Page:Darwin - Voyage d’un naturaliste autour du monde, trad. Barbier, 1875.djvu/358

La bibliothèque libre.
Cette page a été validée par deux contributeurs.
342
LE PORTILLO.

J’ai fréquemment remarqué, et à la Terre de Feu et dans les Andes, que, partout où le roc est couvert de neige, pendant une grande partie de l’année, il est concassé de façon extraordinaire en un grand nombre de petits fragments angulaires. Scoresby[1] a observé le même fait au Spitzberg. Il me semble assez difficile d’expliquer ce fait ; en effet, la partie de la montagne protégée par un manteau de neige doit être moins exposée que toute autre partie à de grands et fréquents changements de température. J’ai pensé quelquefois que la terre et les fragments de pierre, qui se trouvent à la surface, disparaissent peut-être moins vite sous l’action de la neige qui fond petit à petit et qui s’infiltre dans le sol[2] que sous l’action de la pluie, et que, par conséquent, l’apparence d’une désintégration plus rapide du rocher sous la neige est absolument trompeuse. Quelle qu’en puisse être la cause, on trouve de grandes quantités de pierres concassées dans les Cordillères. Quelquefois, au printemps, d’énormes masses de détritus glissent le long des montagnes et recouvrent les amas de neige qui se trouvent dans les vallées, formant ainsi de véritables glacières naturelles. Nous avons passé sur une de ces glacières située bien au-dessous de la limite des neiges perpétuelles.

Nous atteignons dans la soirée une singulière plaine qui ressemble à un bassin et que l’on appelle la Valle del Yeso. On y trouve quelques herbages desséchés et nous y voyons un troupeau de bestiaux errant à l’aventure au milieu des rochers environnants. Le nom de Yeso donné à cette vallée provient d’une couche considérable (elle a au moins 2 000 pieds d’épaisseur) de gypse blanc presque entièrement pur dans bien des endroits. Nous passons la nuit auprès d’une troupe d’ouvriers occupés à charger des mules avec cette matière que l’on emploie dans la fabrication du vin. Partis de bonne heure le 21, nous remontons toujours le fleuve, qui devient de moins en moins important, jusqu’à ce que nous arrivions enfin au pied de la chaîne qui sépare le bassin de l’océan Pacifique du bassin de l’océan Atlantique. La route, assez bonne jusque-là,

  1. Scoresby, Arctic Regions, vol.

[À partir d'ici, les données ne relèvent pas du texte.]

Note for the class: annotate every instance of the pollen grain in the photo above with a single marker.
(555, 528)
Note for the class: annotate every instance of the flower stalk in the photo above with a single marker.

I, p. 122.
  2. J’ai entendu dire dans le Shropshire que l’eau de la Severn, gonflée à la suite de longues pluies, est beaucoup plus limoneuse que quand la crue provient de la fonte des neiges sur les montagnes du pays de Galles. D’Orbigny (vol. I, p. 184), en expliquant la cause des couleurs différentes des fleuves de l’Amérique du Sud, fait remarquer que celles où l’eau est le plus bleue et le plus limpide ont leur source dans la Cordillère où fondent les neiges.